The number of boostrap samples can be changed in any moment specifying the number in the proper parameter:

python3 SCALT_NaiveListsBuilder.py read_counts.tsv mylists.txt -Boo 80

Or:

python3 SCALT_NaiveListsBuilder.py read_counts.tsv mylists.txt --Boostraps 80

The number of cell per cell type included in each boostrap sample can be modified making usage of the proper parameter:

python3 SCALT_NaiveListsBuilder.py read_counts.tsv mylists.txt -Cells 50

Or:

python3 SCALT_NaiveListsBuilder.py read_counts.tsv mylists.txt --Cells 50

The same logic for the number of genes that will be included in the final lists of genes:

python3 SCALT_NaiveListsBuilder.py read_counts.tsv mylists.txt -Genes 75

Or:

python3 SCALT_NaiveListsBuilder.py read_counts.tsv mylists.txt --Genes 75

In addition, the computational time can be reduced if the number of processors is increased as reported:

python3 SCALT_NaiveListsBuilder.py read_counts.tsv mylists.txt -CPUs 4

Or:

python3 SCALT_NaiveListsBuilder.py read_counts.tsv mylists.txt --CPUs 4

Make sure to have available the number of desidered processors in your machine.

To conclude, the different parameters can be modified in a unique call:

python3 SCALT_NaiveListsBuilder.py read_counts.tsv mylists.txt -Notation gene_symbol -Boo 80 -Cells 50 -Genes 75 -CPUs 4

Or:

python3 SCALT_NaiveListsBuilder.py read_counts.tsv mylists.txt --Notation gene_symbol --Boostraps 80 --Cells 50 --Genes 75 --CPUs 4

The order of parameters is irrelevant.

Outputs

The tool returns two outputs:

a directory called naive containing the final lists of genes;
a directory named NaivelistsBuilder_results hosting a collection of metadata.

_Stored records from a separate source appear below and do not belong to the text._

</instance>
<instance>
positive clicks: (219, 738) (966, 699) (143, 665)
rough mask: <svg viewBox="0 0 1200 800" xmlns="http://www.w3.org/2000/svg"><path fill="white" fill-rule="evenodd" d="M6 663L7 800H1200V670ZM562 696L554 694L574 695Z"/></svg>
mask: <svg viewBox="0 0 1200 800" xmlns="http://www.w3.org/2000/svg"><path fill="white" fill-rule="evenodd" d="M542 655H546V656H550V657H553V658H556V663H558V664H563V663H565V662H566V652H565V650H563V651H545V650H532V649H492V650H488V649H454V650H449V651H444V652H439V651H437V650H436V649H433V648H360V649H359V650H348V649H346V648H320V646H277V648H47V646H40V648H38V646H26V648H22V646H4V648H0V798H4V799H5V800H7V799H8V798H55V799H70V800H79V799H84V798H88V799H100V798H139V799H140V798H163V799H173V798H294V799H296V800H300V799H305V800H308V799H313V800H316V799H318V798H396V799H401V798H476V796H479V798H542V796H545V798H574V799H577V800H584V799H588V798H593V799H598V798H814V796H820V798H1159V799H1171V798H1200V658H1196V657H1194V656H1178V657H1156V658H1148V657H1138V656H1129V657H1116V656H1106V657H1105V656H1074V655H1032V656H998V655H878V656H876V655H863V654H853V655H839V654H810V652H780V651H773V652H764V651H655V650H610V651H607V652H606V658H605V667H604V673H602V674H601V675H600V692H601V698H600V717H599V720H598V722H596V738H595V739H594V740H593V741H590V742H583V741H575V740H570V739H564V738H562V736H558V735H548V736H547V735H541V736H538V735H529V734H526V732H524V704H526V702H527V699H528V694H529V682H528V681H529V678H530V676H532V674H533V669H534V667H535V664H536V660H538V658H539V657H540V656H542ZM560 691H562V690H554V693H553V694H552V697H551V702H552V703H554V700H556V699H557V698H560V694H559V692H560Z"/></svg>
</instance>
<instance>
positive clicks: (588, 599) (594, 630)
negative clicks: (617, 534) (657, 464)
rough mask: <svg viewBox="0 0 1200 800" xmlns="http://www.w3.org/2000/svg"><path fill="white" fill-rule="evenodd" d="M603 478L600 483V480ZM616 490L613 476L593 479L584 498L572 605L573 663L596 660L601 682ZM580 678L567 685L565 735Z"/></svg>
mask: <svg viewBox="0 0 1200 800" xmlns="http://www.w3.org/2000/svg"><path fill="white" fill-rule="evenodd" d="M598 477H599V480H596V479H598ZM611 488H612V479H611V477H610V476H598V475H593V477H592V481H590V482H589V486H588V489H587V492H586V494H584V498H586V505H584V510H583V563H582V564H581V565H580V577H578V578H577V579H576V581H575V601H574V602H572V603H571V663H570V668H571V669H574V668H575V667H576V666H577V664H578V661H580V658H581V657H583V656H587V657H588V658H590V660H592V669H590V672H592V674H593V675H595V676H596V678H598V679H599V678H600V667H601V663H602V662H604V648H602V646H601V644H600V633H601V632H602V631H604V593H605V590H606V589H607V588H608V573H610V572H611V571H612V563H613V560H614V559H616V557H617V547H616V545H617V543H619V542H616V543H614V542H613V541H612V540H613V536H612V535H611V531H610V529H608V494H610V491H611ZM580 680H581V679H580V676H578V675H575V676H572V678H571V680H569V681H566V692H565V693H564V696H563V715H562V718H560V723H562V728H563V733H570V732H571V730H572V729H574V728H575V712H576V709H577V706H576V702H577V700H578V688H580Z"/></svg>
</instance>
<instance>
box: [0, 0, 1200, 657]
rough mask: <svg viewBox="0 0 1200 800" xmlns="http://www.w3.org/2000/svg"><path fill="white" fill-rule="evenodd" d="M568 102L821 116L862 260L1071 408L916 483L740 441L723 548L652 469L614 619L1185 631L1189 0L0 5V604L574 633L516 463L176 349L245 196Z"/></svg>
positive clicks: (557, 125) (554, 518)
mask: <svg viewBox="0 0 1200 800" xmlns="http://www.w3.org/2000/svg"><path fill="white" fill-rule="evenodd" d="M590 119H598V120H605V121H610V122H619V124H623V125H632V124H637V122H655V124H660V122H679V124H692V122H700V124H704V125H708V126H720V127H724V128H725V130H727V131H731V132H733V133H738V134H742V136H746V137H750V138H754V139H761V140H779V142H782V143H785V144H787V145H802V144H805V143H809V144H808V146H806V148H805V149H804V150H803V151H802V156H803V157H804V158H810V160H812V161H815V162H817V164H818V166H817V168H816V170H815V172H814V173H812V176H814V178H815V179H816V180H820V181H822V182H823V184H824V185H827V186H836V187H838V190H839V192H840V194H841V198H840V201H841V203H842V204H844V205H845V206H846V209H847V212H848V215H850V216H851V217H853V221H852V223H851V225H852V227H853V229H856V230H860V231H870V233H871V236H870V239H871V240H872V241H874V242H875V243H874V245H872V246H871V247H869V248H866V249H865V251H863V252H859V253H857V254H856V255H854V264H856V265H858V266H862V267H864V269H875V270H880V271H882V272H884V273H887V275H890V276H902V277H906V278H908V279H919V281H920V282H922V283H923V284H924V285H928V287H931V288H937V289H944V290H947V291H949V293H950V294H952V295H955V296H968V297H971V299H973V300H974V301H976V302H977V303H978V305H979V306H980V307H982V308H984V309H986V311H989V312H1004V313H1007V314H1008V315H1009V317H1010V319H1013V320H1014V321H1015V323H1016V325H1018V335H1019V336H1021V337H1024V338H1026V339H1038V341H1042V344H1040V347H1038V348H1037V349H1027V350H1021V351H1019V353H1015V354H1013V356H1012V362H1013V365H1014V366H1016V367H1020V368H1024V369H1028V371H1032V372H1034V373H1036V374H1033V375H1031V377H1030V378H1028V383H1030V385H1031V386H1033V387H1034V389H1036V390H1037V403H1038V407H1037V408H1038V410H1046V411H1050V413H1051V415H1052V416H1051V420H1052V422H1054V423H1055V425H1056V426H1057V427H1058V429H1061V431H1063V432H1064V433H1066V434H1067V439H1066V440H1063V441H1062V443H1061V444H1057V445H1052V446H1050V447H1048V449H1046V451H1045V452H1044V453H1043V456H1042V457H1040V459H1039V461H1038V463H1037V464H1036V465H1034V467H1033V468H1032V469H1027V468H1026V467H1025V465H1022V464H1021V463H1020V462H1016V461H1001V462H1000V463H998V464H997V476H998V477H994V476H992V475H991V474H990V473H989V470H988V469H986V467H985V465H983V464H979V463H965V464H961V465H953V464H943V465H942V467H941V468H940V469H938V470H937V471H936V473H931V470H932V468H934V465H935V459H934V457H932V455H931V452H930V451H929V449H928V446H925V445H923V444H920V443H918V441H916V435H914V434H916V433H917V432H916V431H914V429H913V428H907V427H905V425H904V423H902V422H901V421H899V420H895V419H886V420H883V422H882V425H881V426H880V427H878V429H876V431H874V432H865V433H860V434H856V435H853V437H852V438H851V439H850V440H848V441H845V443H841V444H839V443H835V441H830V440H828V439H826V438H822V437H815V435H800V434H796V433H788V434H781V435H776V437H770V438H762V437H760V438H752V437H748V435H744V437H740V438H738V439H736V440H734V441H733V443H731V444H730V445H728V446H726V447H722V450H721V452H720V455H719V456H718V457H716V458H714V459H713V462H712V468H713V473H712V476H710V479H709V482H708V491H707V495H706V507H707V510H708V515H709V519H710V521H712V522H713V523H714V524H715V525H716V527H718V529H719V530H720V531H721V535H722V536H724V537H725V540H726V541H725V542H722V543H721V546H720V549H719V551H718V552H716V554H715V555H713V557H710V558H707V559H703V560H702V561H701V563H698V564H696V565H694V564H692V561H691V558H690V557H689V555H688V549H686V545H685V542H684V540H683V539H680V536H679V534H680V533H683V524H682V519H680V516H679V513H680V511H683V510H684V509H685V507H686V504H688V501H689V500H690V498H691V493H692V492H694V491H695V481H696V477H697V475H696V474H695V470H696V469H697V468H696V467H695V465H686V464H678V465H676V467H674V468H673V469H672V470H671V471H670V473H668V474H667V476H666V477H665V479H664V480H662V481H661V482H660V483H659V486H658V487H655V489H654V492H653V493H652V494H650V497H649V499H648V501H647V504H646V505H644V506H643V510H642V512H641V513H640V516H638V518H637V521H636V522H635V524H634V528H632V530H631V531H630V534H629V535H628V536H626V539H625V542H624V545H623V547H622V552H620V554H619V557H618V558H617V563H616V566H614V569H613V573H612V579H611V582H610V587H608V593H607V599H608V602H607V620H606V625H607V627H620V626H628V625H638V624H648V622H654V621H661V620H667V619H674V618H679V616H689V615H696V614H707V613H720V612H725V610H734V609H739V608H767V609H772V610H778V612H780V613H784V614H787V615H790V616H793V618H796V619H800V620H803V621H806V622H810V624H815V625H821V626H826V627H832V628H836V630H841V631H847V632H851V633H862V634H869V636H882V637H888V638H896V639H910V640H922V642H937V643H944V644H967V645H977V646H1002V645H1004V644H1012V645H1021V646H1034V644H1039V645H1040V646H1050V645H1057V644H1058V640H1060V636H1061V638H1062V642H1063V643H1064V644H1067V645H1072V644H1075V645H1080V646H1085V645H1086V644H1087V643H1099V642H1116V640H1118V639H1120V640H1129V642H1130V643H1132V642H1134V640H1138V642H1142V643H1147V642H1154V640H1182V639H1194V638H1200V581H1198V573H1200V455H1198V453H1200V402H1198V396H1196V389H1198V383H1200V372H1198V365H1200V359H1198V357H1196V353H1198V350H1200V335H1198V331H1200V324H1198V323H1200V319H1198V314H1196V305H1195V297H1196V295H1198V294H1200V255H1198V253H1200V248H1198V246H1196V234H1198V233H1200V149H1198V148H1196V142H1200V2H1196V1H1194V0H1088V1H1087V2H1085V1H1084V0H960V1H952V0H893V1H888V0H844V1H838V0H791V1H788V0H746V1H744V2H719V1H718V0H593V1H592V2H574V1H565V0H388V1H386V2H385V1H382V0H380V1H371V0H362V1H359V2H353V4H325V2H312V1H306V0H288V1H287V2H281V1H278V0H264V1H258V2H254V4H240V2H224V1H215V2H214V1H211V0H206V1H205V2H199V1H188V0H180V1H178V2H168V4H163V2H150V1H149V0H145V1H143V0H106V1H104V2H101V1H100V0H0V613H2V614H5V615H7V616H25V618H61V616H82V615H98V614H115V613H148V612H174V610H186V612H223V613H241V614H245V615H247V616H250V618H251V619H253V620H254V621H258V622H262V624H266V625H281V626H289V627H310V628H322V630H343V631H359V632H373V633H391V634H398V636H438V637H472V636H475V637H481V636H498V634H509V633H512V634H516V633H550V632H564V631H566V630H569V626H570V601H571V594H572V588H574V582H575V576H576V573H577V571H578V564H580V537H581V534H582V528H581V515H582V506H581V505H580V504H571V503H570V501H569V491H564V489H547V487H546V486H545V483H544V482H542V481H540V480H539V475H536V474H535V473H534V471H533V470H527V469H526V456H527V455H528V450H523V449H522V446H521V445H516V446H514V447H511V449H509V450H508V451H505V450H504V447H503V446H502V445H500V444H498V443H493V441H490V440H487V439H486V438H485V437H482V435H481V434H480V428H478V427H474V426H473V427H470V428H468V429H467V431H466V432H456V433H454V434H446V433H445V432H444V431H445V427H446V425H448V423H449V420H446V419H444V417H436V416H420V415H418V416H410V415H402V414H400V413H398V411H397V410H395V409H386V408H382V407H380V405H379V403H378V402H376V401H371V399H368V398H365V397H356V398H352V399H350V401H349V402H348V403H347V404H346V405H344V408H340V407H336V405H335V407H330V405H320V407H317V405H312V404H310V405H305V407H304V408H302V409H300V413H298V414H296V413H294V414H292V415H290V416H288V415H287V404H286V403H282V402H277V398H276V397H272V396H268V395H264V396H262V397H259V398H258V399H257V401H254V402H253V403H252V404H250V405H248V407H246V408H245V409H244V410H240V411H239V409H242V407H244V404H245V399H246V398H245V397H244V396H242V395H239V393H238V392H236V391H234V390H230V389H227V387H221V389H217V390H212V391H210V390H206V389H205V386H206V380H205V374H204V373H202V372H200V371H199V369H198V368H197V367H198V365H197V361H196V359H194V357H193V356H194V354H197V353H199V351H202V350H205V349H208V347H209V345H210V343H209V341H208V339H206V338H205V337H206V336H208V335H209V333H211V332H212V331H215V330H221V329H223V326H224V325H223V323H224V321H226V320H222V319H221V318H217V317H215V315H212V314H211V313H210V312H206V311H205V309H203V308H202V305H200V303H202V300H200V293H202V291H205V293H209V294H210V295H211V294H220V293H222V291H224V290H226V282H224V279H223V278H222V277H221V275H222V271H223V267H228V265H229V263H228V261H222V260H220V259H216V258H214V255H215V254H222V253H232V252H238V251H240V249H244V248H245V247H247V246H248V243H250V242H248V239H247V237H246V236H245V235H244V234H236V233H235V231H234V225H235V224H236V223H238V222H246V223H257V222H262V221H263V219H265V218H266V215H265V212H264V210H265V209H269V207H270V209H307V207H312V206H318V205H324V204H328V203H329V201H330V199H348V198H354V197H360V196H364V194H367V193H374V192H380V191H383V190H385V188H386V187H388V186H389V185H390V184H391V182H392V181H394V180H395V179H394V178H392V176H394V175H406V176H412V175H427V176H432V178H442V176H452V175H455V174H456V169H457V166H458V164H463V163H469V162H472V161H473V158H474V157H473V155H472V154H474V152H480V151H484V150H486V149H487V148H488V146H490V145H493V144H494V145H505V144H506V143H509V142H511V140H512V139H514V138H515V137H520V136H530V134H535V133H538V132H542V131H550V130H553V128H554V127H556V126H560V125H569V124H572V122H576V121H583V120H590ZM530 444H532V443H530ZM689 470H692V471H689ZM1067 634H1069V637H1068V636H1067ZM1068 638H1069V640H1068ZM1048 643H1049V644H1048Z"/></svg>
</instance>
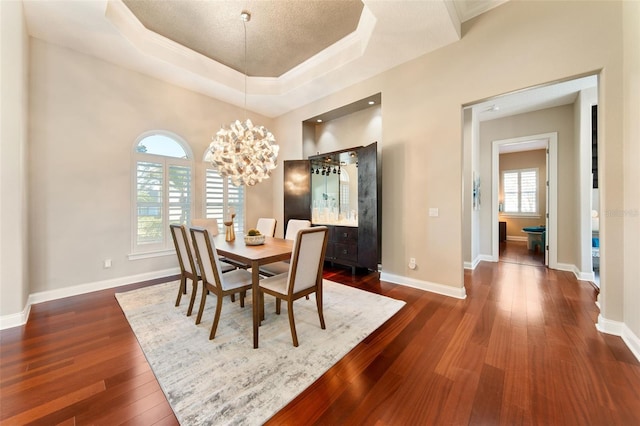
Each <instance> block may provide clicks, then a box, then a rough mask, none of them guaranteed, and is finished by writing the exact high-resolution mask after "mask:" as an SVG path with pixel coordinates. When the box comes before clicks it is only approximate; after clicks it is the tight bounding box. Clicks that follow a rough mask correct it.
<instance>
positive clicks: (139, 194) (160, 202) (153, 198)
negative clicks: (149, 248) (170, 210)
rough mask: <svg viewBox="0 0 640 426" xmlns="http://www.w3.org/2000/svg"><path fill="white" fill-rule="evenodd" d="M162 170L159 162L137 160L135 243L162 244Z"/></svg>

The metadata consists in a series of files and directories which are produced automatically during the process and were utilized for the generation of the final lists:

originalTables_zipped.zip is a zipped repository containing the original input data;
FDR_table.tsv file that is the tabular file containing the False Discovery Rate of each hypergeometric done;
naive_annotation.tsv file is the table reporting the naive annotation file required for the subsequent steps;
groupped_cell_types is the directory that containg the counts matrix clustered per cell type. Each tsv file groups the cells annotated with same cell type;
boostraps_samples is the folder in which all the boostrap samples are saved;
genesGeneral_probabilities.tsv is a tabular file that reports the probability of each gene to be expressed in a generical cell estimated from the boostrap samples;
genesCellTypes_probabilities.tsv is a table that provides the the probability of each gene to be expressed in any cell type from the naive annotation. As already mentioned, the probability is estimated from the boostrap samples;
genesProbabilities_ratios.tsv is a tab separated file reporting the ratios between the two previously mentioned probabilities;
genesRanking.tsv show the ranking of the genes on the basis of the ratios reported in the genesProbabilities_ratios.tsv file;
genes_entropy.tsv gives the entropy of each gene calculated over the probabilites of a gene to be expressed in any cell type;
genes2remove.tsv lists the genes to remove from the final lists;
newCellTypes_fromNaiveHeatmap.png is an heatmap showing the percentage of overlap among each couple of final cell type specific list of genes;
TABLE_OF_GENES.tsv is a simple tabular file reporting the genes from the counts in the proper order.